The researchers suggest lunglessness in B. kalimantanensis may be an adaptation to the higher oxygen content in fast-flowing, cold water.

"Cold water can hold more dissolved oxygen than warm water," Bickford explained.

The frog also has a low metabolic rate, which means it needs less oxygen.

(Related news: "Penguins Safely Lower Oxygen to 'Blackout' Levels" [December 7, 2007].)

What's more, the species is severely flat compared to other frogs, which increases the surface area of the skin.

"Along with the fact that having lungs makes you more likely to be swept away in a fast-flowing stream—because you would float—this [is] a very strong context for the evolution of loss of lungs," Bickford said.

Unsurprising Find

David Wake is a biologist and expert in amphibian evolution at the University of California, Berkeley.

He said the finding of a lungless frog is unsurprising since tailed frogs are already known for their greatly reduced lungs.

Wake added that for most amphibians, the majority of gas exchange happens through the skin. A low but significant amount of respiration occurs via simple, sac-like lungs.

Most species, he noted, have mating calls that require lungs.

So biologists are unsure why a few species have entirely gotten rid of the organs, Wake said.

"This species is so rare that we know next to nothing concerning its biology," he wrote in an email. "But it is aquatic and lives in cold streams and doubtless has low basal metabolic rate."
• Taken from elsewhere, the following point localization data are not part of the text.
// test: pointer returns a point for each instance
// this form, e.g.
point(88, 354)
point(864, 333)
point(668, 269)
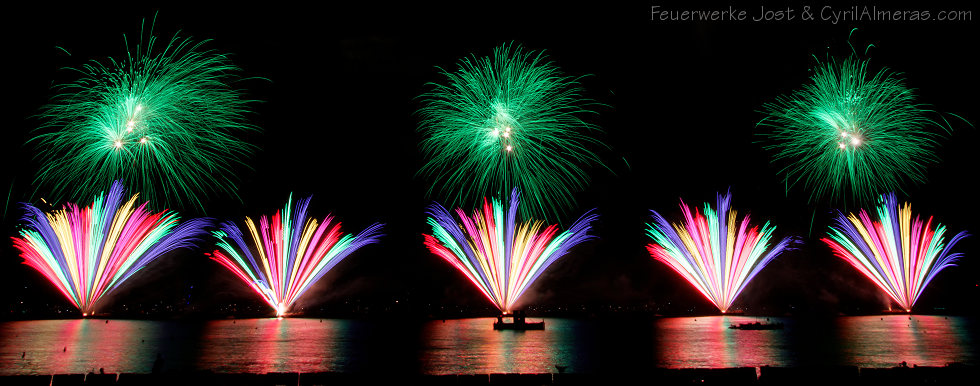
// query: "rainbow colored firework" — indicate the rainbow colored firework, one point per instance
point(293, 252)
point(718, 267)
point(898, 253)
point(501, 257)
point(88, 252)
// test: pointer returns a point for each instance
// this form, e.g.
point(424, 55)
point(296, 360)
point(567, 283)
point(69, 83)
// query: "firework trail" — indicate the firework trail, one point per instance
point(165, 119)
point(511, 121)
point(851, 131)
point(287, 253)
point(713, 252)
point(898, 253)
point(88, 252)
point(499, 255)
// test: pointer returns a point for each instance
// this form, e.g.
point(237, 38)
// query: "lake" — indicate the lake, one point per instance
point(465, 346)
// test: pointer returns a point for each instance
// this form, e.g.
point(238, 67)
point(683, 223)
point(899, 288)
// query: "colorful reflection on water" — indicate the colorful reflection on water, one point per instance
point(708, 342)
point(470, 346)
point(273, 345)
point(88, 345)
point(867, 341)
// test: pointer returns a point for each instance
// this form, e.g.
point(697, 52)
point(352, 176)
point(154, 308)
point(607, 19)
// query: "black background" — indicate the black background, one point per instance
point(339, 87)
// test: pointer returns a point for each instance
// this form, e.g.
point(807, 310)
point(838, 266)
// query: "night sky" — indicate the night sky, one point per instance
point(339, 88)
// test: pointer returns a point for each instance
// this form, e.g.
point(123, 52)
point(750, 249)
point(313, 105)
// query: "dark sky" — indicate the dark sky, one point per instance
point(682, 100)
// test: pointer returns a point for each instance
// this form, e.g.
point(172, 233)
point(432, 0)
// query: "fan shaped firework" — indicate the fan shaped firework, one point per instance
point(511, 121)
point(851, 131)
point(711, 251)
point(499, 255)
point(901, 255)
point(167, 121)
point(288, 253)
point(88, 252)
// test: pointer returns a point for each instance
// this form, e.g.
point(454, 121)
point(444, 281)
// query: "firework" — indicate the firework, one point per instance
point(500, 256)
point(166, 120)
point(287, 253)
point(851, 131)
point(88, 252)
point(717, 255)
point(898, 253)
point(511, 121)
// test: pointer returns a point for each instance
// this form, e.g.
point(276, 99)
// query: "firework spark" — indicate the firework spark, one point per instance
point(715, 254)
point(88, 252)
point(511, 121)
point(167, 121)
point(898, 253)
point(500, 256)
point(851, 131)
point(292, 251)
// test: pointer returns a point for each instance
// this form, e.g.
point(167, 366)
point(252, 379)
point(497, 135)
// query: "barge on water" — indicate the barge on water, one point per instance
point(518, 322)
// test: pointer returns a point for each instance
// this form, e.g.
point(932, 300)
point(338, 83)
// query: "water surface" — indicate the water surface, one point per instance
point(470, 346)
Thus loss of lungs as an adaptation to the cold, fast-flowing water "seems like a rational hypothesis to me," he said.

Rare Frog

Further studies of the frog to test the hypothesis, however, may be hampered by the species' rarity and endangered habitat, according to Bickford and colleagues.

For instance, the frog's cold-stream habitat is being destroyed by illegal gold mining, Bickford said.

The mining activity makes the water cloudy with sediment and contaminates it with mercury.

In addition, much of the surrounding habitat is under threat from legal and illegal logging, which increases runoff into the streams.

"Most of the frog's presumably original range is now completely uninhabitable," Bickford said.

Further threats, he added, may come from changes in temperature and precipitation patterns due to climate change.

"This frog has a grim future and it is entirely our fault," Bickford said.

"It is our responsibility to try and remedy the situation."